🤖 AI Summary
This work addresses the high cost of training small language models from scratch and the limited scalability of conventional knowledge distillation, which requires repeated calls to a large teacher model when adapting to student models of varying sizes. The authors propose Chain-Bridged Distillation (CBD), a novel approach that constructs a sparse chain of intermediate anchor models to enable efficient knowledge transfer from a large language model to arbitrarily sized smaller models. CBD introduces, for the first time, a distillation chain combined with bridging distillation mechanisms, supporting cross-architecture and cross-vocabulary parameter interpolation for initialization without re-invoking the large teacher.

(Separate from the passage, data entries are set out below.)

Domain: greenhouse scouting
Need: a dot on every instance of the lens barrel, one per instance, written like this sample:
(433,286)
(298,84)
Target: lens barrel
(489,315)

Experiments demonstrate that, using only 10B tokens of data, a 138M-parameter model trained via CBD surpasses fully pre-trained baselines without any pretraining and achieves significant gains in downstream task performance and training efficiency under heterogeneous architectures and vocabularies.
📝 Abstract
Large language models (LLMs) achieve strong performance but remain costly to deploy in resource-constrained settings. Training small language models (SLMs) from scratch is computationally expensive, while conventional knowledge distillation requires repeated access to large teachers for different target sizes, leading to poor scalability. To solve these problems, we propose \textbf{Chain-based Distillation (CBD)}, a scalable paradigm for efficiently initializing variable-sized language models. A sparse and limited sequence of intermediate models (called anchors) is constructed via stepwise distillation, forming a distillation chain that progressively transfers knowledge from the source LLMs. To support heterogeneous settings, we introduce \emph{bridge distillation} for cross-architecture and cross-vocabulary transfer. Models of variable sizes are initialized via parameter interpolation between adjacent anchors, eliminating repeated large teacher inference. Experiments show that the proposed method substantially improves efficiency and downstream performance. A 138M-parameter SLM without recovery pre-training, outperforms scratch-trained models on a 10B-token corpus on the specific task. CBD also demonstrates versatility in heterogeneous settings for initialize models with different architectures and vocabularies.